Revocation of billing privileges
The administrative law judge (ALJ) properly revoked a physician's
Medicare enrollment and billing privileges after he was convicted
of a federal felony of conspiracy to defraud the U.S., by falsely
certifying that applicants for U.S. citizenship were disabled. Although
the crime was not explicitly listed in the regulations governing the
revocation of enrollment and billing privileges, 42
C.F.R. §424.535(a)(3)(i), CMS found the crime to be detrimental
because it was similar to financial crimes at 42 C.F.R. §424.535(a)(3)(i)(B) and involved dishonesty
as well as fraud. CMS has discretion to determine which convictions
will be the basis for denying enrollment or revalidation and an ALJ
may not review that decision.
Further, and despite the physician's arguments to the contrary,
his other claims also failed because: (1) he received timely and adequate
notice of the revocation determination; (2) CMS did not mislead the
physician about the basis of the revocation; (3) his due process rights
were not deprived; (4) revocation can be based on crimes not involving
health care and solely on his felony conviction; and (5) the contractor
had the authority to issue the revocation.
Fayed v. CMS, HHS Departmental Appeals Board, Appellate Division, Doc. No. A-09-65,
Dec. No. 2266, Aug. 18, 2009, ¶121,903.
Termination of provider agreement
A home health agency failed to properly furnish the required
skilled nursing services to patients under its care and the termination
of its Medicare provider agreement was appropriate. A home health
agency is required to provide skilled nursing services by a registered
nurse (RN) who implements a plan of care, regularly evaluates the
patient's needs, and furnish services, as stated in 42 C.F.R. §484.30. The home health agency argued the administrative law judge (ALJ)
erred in concluding facts that sufficiently demonstrated it was out
of compliance with the conditions of participation. The evidence showed:
(1) a patient had a bandaged wound that required immediate care, but
the RN declined to care for the wound until told to do so; and (2)

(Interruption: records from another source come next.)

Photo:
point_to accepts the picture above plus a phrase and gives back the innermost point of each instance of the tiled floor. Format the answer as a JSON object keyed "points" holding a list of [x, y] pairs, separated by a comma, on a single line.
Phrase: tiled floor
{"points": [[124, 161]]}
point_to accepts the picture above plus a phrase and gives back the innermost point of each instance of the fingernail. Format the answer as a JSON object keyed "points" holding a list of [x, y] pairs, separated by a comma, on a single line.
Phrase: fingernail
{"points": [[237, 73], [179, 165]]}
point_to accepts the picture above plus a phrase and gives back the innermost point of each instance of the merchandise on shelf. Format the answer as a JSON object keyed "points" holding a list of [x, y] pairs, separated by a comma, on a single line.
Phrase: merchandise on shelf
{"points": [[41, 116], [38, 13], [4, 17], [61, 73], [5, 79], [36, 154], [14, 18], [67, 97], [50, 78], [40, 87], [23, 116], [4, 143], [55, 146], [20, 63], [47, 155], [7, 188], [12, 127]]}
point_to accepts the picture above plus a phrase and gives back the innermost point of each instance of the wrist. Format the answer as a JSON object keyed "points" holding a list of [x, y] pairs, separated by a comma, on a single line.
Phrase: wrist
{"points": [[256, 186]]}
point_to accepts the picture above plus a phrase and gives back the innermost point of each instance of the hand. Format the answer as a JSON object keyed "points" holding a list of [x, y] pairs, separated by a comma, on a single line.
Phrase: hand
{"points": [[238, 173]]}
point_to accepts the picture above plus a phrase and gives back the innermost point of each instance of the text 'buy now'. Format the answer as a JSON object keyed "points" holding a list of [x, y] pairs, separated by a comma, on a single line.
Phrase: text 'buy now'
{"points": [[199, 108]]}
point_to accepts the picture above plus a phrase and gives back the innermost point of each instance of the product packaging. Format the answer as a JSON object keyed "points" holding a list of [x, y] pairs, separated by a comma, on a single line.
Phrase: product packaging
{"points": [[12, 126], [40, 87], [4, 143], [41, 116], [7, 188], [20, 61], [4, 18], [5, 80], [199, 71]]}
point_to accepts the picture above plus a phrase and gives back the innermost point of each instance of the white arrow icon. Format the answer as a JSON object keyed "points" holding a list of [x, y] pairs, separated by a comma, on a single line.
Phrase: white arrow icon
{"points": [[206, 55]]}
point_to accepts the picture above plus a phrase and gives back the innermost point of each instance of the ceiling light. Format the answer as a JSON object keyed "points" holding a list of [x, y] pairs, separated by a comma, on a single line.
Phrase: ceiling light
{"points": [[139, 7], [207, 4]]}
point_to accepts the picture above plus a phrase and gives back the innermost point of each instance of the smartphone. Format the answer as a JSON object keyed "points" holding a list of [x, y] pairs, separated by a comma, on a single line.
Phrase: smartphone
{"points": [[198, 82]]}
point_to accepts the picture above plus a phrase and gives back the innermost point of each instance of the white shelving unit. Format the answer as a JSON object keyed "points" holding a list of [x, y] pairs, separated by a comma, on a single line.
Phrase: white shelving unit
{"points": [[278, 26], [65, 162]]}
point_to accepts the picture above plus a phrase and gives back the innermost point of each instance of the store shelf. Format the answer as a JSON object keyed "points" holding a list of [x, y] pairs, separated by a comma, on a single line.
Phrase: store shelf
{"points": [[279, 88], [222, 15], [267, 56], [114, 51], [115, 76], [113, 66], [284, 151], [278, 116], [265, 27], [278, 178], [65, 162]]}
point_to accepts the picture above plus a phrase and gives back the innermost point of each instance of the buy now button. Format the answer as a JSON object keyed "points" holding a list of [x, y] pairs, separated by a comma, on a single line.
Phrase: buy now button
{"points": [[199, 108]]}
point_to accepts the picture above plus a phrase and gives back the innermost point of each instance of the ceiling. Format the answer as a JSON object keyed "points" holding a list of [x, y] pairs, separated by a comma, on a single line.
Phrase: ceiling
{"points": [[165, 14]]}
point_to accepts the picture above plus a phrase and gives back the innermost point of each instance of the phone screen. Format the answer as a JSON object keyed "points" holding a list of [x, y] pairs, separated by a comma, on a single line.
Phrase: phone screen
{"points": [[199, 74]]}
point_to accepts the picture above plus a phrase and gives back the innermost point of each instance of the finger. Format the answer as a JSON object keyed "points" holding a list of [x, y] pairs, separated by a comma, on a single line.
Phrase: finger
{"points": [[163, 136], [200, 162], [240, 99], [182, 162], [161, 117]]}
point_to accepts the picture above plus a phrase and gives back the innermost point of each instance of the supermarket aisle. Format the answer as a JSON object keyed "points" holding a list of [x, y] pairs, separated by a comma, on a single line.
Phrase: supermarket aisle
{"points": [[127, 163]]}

another patient who had terminal lung cancer had his pain levels document
by the RN at 8 and 10, 10 being the most severe, but the RN failed
to immediately report this to his physician and did nothing to alleviate
the patient's suffering. The ALJ had sufficient evidence to conclude
the patients were either harmed or there was potential to harm the
patients. The ALJ's decision was affirmed.
Aspen Grove Home
Health v. CMS, HHS Departmental Appeals Board, Appellate
Division, Doc. No. A-09-62, Dec. No. 2275, Oct. 1, 2009,¶121,909.